Does Anyone Really Want to Be a Hero?

Mogworld

I like to read. It is among the many media-based past times I do enjoy. However, along with being a slower reader than I'd like, I'm also pretty picky. Having spent a long time writing my own webcomic (See: CVRPG), I've gotten pretty critical of other people's dialogue (say what you will about my sprite-based comic where the heroes don't do much and I try to avoid action whenever I can, but I sure do write a lot of dialogue). It's hard for me to find a writer I like whose characters actually talk believably.

When I do find an author to read I tend to gobble up everything they've written, and then go back and reread it all again. I did this with Stephen King when I was much younger (until I grew out of his works finding them all to be, largely, the same at their core). I did it again with Robert Asprin (right up until his output essentially stopped and he started teaming up with other authors creating much lesser works in his oeuvre). Most recently my author of choice was Terry Pratchett. I dug through all of Pratchett's Discworld series as well as his later Long Earth books (a team-up series with author Stephen Baxter). Sadly, Pratchett died a little while ago which left a hole in my current reading needs.

Thankfully I think I've found a newer author to populate my reading list: Yahtzee Croshaw. Those of you who have spent enough time on internet gaming sites will recognize Yahtzee's name as he's the creator of the web-review series Zero Punctuation. That series is a lot of fun with Yahtzee's deeply acerbic voice giving his reviews a dark, sarcastic bent. I watched a lot of his videos back in the day, right up to the point where I had then-caught up with his archive and had to wait for newer material to come out. When I hit this wall with any web series I tend to wander away and forget they exist (webcomics that don't update at least three times a week are hard for me to follow). I don't know if he advertised his novels (of which he has more than one) on his series, or if that series is even going still, but I was happy to see his name on a cover wandering a bookstore one day, so I elected to give him a try.

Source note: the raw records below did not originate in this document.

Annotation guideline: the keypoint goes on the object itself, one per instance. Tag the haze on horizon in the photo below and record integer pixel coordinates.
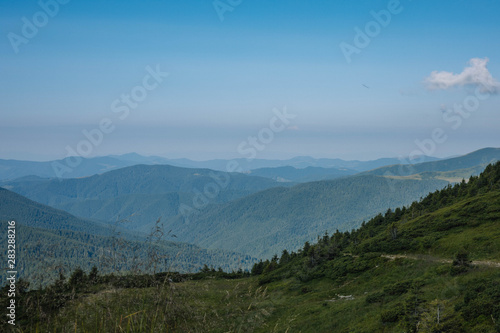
(412, 80)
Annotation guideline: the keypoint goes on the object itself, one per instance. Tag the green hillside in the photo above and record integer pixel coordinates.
(432, 266)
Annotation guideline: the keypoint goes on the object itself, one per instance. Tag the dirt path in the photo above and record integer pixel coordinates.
(434, 259)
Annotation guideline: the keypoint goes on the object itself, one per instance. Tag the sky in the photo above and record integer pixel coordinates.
(209, 79)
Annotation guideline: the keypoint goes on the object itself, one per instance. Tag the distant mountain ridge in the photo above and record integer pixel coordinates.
(140, 193)
(481, 157)
(49, 238)
(12, 169)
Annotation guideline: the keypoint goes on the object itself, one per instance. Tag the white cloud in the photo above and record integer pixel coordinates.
(476, 74)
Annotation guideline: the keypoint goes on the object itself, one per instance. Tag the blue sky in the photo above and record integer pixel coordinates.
(226, 77)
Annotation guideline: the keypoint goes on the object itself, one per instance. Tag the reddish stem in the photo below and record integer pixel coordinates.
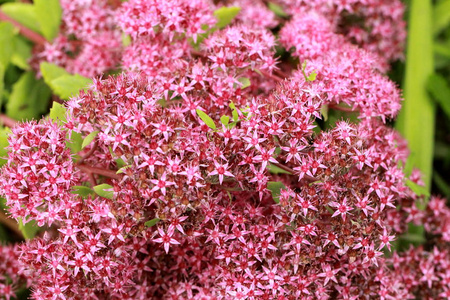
(7, 121)
(94, 170)
(26, 32)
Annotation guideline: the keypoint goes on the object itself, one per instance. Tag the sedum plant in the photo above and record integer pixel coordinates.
(241, 152)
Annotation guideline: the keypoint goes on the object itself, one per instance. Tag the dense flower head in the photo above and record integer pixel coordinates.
(374, 25)
(212, 174)
(11, 275)
(174, 17)
(349, 74)
(39, 173)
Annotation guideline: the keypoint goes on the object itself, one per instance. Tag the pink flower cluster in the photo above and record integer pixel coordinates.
(348, 73)
(11, 277)
(375, 25)
(38, 174)
(218, 182)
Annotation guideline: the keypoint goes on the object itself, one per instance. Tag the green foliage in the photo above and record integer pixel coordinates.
(48, 14)
(2, 83)
(23, 13)
(441, 16)
(29, 98)
(440, 90)
(51, 72)
(29, 230)
(417, 189)
(277, 10)
(206, 119)
(22, 53)
(69, 85)
(4, 131)
(81, 190)
(61, 82)
(275, 188)
(90, 137)
(225, 15)
(224, 120)
(7, 47)
(101, 191)
(75, 142)
(58, 113)
(417, 117)
(152, 222)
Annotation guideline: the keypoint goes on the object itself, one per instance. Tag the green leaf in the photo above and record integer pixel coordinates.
(440, 90)
(101, 191)
(58, 113)
(275, 188)
(4, 131)
(224, 120)
(417, 189)
(324, 111)
(24, 13)
(442, 49)
(276, 170)
(29, 229)
(22, 53)
(152, 222)
(442, 185)
(2, 82)
(75, 142)
(51, 71)
(29, 98)
(6, 42)
(417, 116)
(3, 234)
(81, 190)
(278, 10)
(67, 86)
(245, 82)
(441, 16)
(87, 140)
(206, 119)
(225, 15)
(48, 14)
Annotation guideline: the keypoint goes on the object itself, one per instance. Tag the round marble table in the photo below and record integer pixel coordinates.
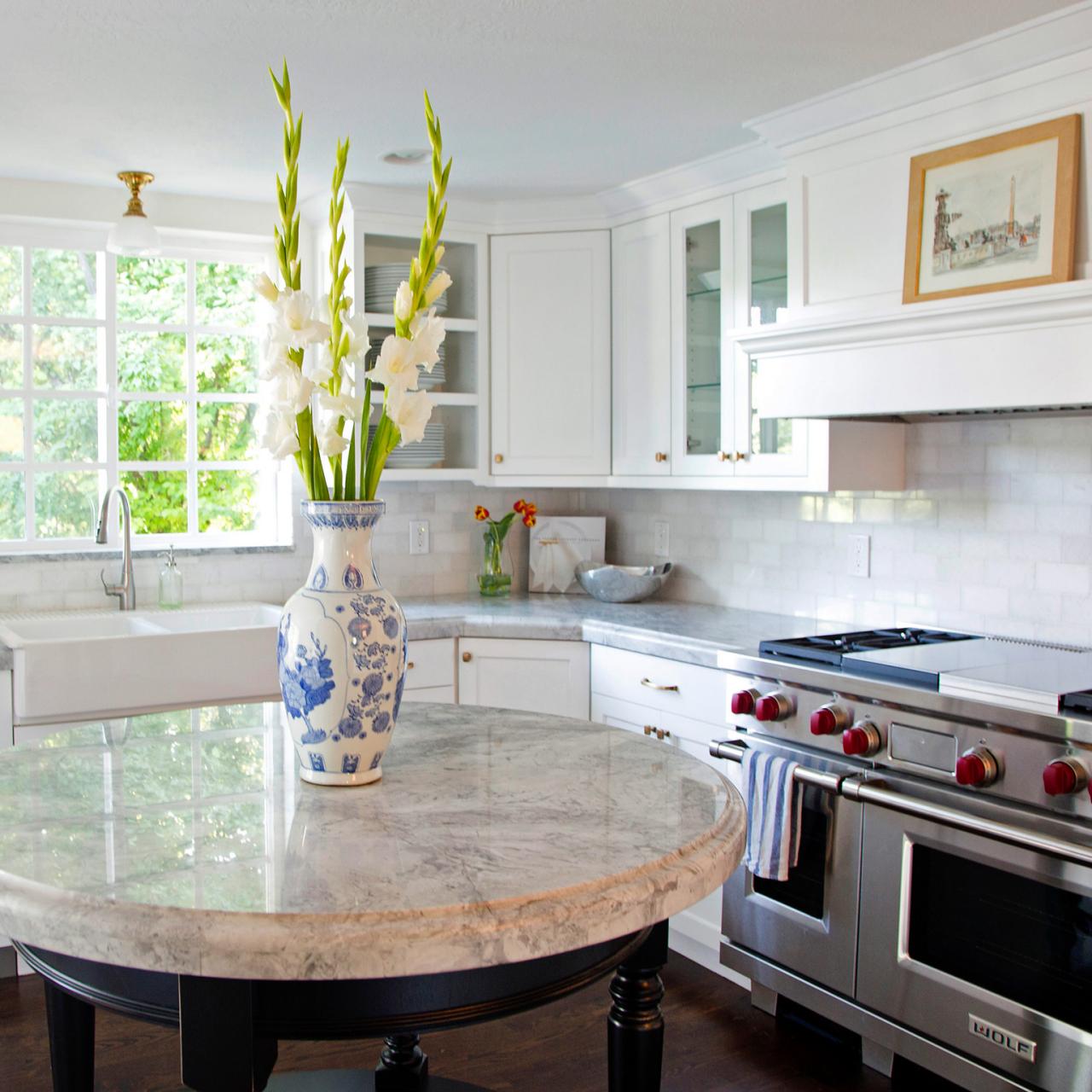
(175, 868)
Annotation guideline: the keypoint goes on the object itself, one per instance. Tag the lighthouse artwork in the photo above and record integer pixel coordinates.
(986, 213)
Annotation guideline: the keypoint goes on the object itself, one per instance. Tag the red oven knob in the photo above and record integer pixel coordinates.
(773, 706)
(863, 738)
(1064, 776)
(827, 720)
(743, 702)
(976, 768)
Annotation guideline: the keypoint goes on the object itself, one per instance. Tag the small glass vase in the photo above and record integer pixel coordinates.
(492, 579)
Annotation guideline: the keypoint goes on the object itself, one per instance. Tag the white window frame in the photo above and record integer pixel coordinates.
(274, 514)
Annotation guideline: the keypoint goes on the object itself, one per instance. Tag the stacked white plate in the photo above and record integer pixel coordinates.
(426, 380)
(381, 283)
(418, 456)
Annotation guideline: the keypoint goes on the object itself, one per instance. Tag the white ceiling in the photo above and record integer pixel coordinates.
(537, 96)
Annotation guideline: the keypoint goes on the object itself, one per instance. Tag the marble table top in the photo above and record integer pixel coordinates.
(183, 841)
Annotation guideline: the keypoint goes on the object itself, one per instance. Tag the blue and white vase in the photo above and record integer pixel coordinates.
(342, 651)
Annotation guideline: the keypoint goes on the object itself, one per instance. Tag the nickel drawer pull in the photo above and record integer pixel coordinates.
(734, 752)
(659, 686)
(877, 792)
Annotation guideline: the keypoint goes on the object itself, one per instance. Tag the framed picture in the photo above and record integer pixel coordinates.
(994, 213)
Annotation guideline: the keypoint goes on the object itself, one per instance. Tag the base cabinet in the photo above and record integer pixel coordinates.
(537, 676)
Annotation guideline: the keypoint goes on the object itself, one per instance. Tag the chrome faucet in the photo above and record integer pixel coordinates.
(127, 590)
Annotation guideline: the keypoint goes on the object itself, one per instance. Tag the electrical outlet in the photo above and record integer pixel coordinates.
(662, 547)
(861, 549)
(418, 537)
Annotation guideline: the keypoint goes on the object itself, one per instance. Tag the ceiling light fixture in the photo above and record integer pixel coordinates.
(133, 234)
(406, 157)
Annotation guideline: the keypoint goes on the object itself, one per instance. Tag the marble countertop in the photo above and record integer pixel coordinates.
(183, 841)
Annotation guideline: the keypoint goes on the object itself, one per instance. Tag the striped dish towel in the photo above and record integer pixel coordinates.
(773, 810)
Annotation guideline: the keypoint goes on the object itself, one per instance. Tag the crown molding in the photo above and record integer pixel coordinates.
(1019, 48)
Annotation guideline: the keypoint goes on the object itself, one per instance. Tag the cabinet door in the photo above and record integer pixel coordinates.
(642, 346)
(770, 447)
(550, 321)
(702, 273)
(539, 676)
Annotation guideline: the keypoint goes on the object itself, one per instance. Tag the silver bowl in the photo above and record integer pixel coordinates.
(621, 584)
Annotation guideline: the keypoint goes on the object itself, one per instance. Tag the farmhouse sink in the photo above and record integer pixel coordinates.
(89, 663)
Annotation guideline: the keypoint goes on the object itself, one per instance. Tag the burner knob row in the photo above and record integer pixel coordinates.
(1064, 776)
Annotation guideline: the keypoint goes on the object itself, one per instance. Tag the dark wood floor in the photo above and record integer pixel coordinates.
(716, 1041)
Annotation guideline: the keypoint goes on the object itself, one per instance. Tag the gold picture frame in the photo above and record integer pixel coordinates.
(994, 213)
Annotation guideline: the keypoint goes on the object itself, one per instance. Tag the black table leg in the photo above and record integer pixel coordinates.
(636, 1025)
(403, 1066)
(71, 1041)
(218, 1048)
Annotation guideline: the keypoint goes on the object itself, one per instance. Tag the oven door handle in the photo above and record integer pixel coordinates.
(734, 752)
(878, 793)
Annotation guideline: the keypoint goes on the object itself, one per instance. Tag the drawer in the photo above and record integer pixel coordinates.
(659, 683)
(430, 664)
(686, 734)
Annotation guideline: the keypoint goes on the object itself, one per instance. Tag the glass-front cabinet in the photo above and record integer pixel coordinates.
(702, 311)
(765, 445)
(729, 271)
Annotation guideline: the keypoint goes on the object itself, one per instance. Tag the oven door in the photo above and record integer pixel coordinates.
(808, 923)
(982, 944)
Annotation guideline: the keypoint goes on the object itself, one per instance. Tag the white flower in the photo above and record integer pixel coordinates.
(428, 334)
(266, 288)
(397, 367)
(358, 344)
(319, 363)
(287, 388)
(276, 432)
(328, 412)
(274, 356)
(293, 322)
(440, 284)
(403, 303)
(410, 412)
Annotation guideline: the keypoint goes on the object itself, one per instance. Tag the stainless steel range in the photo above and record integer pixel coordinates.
(943, 903)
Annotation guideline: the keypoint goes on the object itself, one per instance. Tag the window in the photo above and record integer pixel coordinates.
(139, 371)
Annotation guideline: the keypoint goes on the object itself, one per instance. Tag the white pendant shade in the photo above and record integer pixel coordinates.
(133, 235)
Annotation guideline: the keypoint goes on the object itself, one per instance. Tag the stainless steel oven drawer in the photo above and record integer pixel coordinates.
(983, 946)
(810, 923)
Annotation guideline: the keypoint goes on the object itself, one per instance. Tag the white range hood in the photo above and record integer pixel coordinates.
(1028, 348)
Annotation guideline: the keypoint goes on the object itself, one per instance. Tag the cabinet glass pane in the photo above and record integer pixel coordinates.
(768, 293)
(703, 339)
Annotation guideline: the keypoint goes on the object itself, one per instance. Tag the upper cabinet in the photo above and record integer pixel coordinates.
(550, 306)
(642, 394)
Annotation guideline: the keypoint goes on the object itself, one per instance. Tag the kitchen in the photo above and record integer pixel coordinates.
(761, 382)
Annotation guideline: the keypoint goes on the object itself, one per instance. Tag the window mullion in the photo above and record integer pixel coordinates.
(27, 404)
(110, 306)
(191, 388)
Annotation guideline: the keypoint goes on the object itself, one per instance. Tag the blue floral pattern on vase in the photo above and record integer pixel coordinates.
(342, 651)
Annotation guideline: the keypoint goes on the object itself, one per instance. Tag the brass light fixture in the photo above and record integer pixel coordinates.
(133, 234)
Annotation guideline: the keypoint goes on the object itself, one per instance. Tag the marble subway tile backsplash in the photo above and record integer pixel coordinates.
(994, 532)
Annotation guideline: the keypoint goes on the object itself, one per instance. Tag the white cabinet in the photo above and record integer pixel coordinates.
(430, 671)
(538, 676)
(550, 307)
(642, 346)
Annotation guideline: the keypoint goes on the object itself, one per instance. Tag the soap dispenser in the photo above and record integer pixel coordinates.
(171, 581)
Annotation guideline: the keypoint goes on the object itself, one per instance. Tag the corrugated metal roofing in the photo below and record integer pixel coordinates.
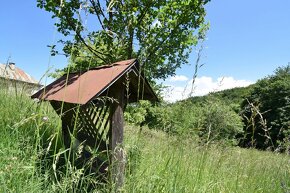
(80, 88)
(12, 72)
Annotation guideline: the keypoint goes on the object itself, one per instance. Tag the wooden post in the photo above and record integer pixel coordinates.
(116, 140)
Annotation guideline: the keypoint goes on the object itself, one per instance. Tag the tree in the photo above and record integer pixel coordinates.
(267, 112)
(159, 33)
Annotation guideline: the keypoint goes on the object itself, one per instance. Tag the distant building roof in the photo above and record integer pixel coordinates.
(12, 72)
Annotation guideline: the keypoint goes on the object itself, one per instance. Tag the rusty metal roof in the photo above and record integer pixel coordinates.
(12, 72)
(80, 88)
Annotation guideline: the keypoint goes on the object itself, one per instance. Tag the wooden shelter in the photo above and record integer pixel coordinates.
(91, 106)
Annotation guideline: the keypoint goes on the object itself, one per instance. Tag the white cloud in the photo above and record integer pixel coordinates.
(156, 23)
(178, 78)
(202, 86)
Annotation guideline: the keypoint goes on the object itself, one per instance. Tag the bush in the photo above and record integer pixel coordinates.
(210, 120)
(267, 111)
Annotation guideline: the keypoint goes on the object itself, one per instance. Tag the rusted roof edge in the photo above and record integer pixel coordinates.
(113, 81)
(99, 67)
(17, 80)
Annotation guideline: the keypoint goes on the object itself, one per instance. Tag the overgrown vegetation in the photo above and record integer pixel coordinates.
(266, 112)
(255, 116)
(31, 161)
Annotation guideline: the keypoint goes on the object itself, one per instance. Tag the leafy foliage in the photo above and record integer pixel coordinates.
(267, 112)
(159, 33)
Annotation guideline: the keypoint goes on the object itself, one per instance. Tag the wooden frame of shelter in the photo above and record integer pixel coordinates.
(91, 106)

Mogworld is Yahtzee's first novel, written all the way back in 2010. The story revolves around Jim, a student wizard killed (in the prologue of the book) when his school is attacked by the nearby barbarian school. He dies, goes to some version of a peaceful afterlife, only to then be brought back sixty-some years later by a necromancer. Zombie Jim then spends the rest of the book learning about his unlife, running from danger, and eventually (and reluctantly) becoming a hero as he finds out the true nature of the world he lives on and what it means for his life, his death, and the very state of reality itself.

I will fully admit that Mogworld hooked me from the first couple of pages. It's a breezy read that moves along quickly but, more importantly, it's also really funny. Yahtzee has a good voice in his writing, transferring his wit from his online series quite naturally to his book. His characters are well-realized, deriving their humor not only from what they say but the situations around them. It is a very dry humor (as you'd expect from a British comedy writer) but that doesn't stop many of the scenes and moments in the book from being laugh-out-loud funny. I found myself reading more than a few passages back to my wife as I was reading because I wanted to savor them a second time.

While I liked the characters and the dialogue, I will admit the book does have one glaring flaw. About halfway in there's a big twist that's revealed and, from the way the book is written, it doesn't seem like Yahtzee anticipated his readers figuring it out ahead of time. Despite this, though, I had pretty well figured out the twist within the first chapter. Being able to figure out what was happening and where the story was going did ruin the overall experience for me but I could see how other readers, already having figured out the twist, might set the book down figuring they've already gotten the experience out of it. I didn't mind, but I can see how others might.

Overall, though, I think the book is quite enjoyable. If you don't see the twist coming it probably would have a solid impact for the reader. More than that, though, is that the book is still funny and well-paced even after the twist. It's a fun, light read set in a fantasy world with an acerbic main character who happens to be a zombie. For most fans of comedy fantasy, Mogworld is going to be a great read.